SERAYUNEWS–DPRD Kabupaten Purbalingga menggelar Rapat Paripurna dengan agenda Persetujuan Bersama terhadap 4 (empat) Rancangan Peraturan Daerah (Raperda), Senin (27/04/2026). Masing-masing adalah Raperda tentang Riset dan Inovasi Daerah, Raperda Kerjasama Daerah, Raperda Penyelenggaraan Keolahragaan dan Raperda tentang Penyelenggaraan Sistem Penyediaan Air Minum.
Rapat dipimpin oleh Wakil Ketua DPRD, Aris Widiarso didampingi Wakil Ketua Aman Waliyudin dan Tenny Juliawati serta Wakil Bupati (Wabup) Purbalingga Dimas Prasetyahani. Rangkaian rapat diawali dengan penyampaian laporan hasil pembahasan dari masing-masing Panitia Khusus (Pansus) dan komisi. Panitia Khusus XIV yang diwakili oleh Niken Hindrianingsih menyampaikan laporan terkait Raperda tentang Riset dan Inovasi Daerah. Selanjutnya, Komisi I melalui Siti Sifa memaparkan hasil pembahasan Raperda tentang Kerjasama Daerah.

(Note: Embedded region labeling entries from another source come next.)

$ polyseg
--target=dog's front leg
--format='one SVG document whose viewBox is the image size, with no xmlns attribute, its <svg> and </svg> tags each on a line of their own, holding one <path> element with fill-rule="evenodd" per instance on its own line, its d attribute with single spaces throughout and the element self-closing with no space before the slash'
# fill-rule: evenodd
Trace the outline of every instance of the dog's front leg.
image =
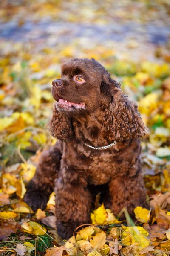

Pembahasan kemudian dilanjutkan oleh Komisi III yang diwakili H. Idrus Anjasmoro dengan laporan Raperda tentang Penyelenggaraan Keolahragaan. Sementara itu, Komisi IV melalui Agus Priyanto menyampaikan hasil pembahasan Raperda tentang Penyelenggaraan Sistem Penyediaan Air Minum.Dari keseluruhan pembahasan tersebut, empat Raperda yang diajukan akhirnya disepakati bersama.
“Satu Raperda merupakan prakarsa dari Pemerintah Daerah, yaitu Raperda tentang Riset dan Inovasi Daerah yang diharapkan mampu mendorong peningkatan daya saing berbasis inovasi,” kata Aris.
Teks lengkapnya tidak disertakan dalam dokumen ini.